Cette découverte, loin de rebuter notre machine, va la pousser à tenter d’aller toujours plus loin jusqu’à reproduire l’expérience de Frankenstein.

Le récit nous laisse une étrange sensation, nous qui avons désormais les Intelligences Artificielles : est-il possible d’avoir une conscience artificielle ? Ou est-ce la limite de ce que la machine est en mesure de faire ?

Dans cette nouvelle, Roger Zelazny semble avoir tranché la question…

Le Passager Clandestin (mai 2022) – Dyschroniques – 110 pages – 8 € – 9782369355410
Traducteur : Jean Bailhache
Titre Original : For a breath I Tarry (1966)
Couverture : Yanni Panajotopoulos

Comment ne pas être touché par l’histoire de Gel, cette machine toute-puissante qui veut devenir humaine ? Gel est une intelligence artificielle qui œuvre à la reconstruction d’une Terre sur laquelle ne subsiste plus aucun être humain vivant.
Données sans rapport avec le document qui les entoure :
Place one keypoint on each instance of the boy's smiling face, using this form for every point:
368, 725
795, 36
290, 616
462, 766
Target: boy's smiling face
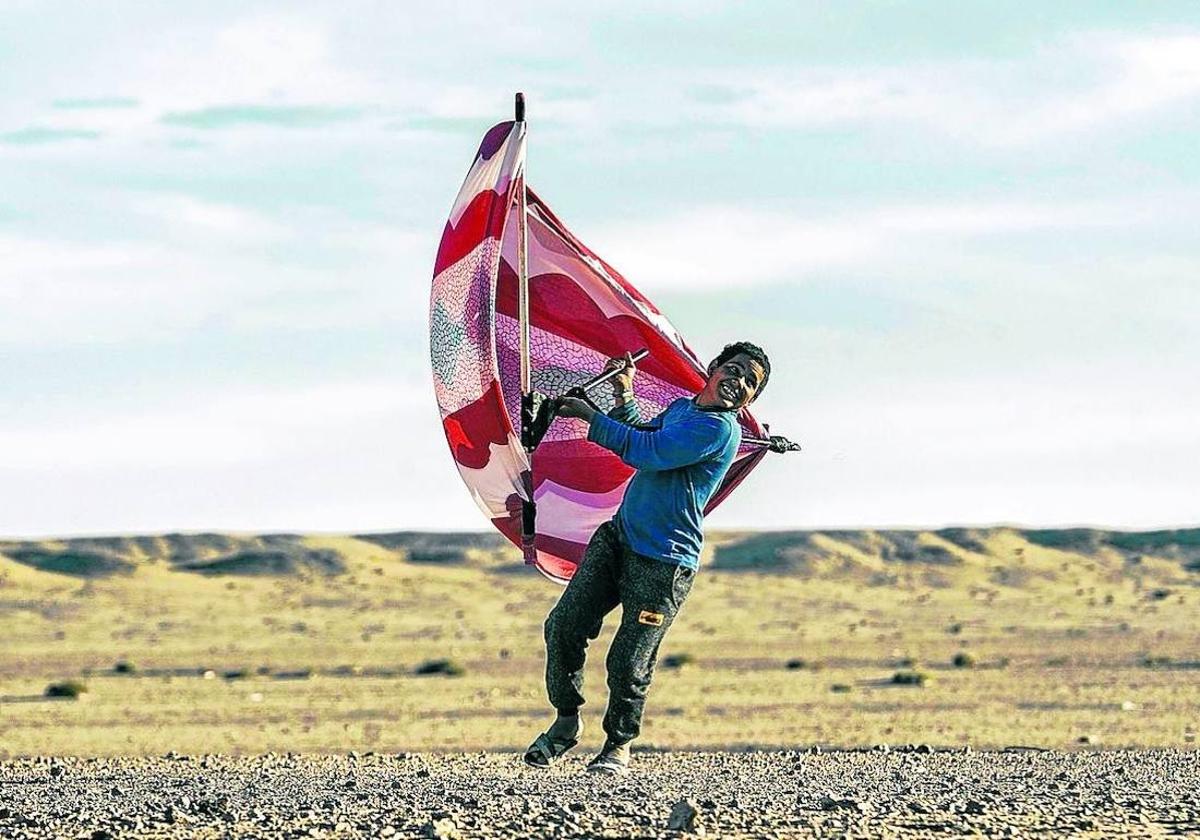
732, 384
Mais Gel a un hobby : il étudie les vestiges de l’humanité disparue, découvre les livres, le cinéma, l’art, si bien qu’il se met à désirer devenir lui-même humain, et ce à n’importe quel prix… Au fil de la quête de Gel, ce Faust de métal tenté par l’impossible, Roger Zelazny explore à sa manière ce qui fait le propre de l’humain et proclame par avance la défaite des prétentions à la numérisation du cerveau humain et autres lubies des Folamour de la Silicon Valley.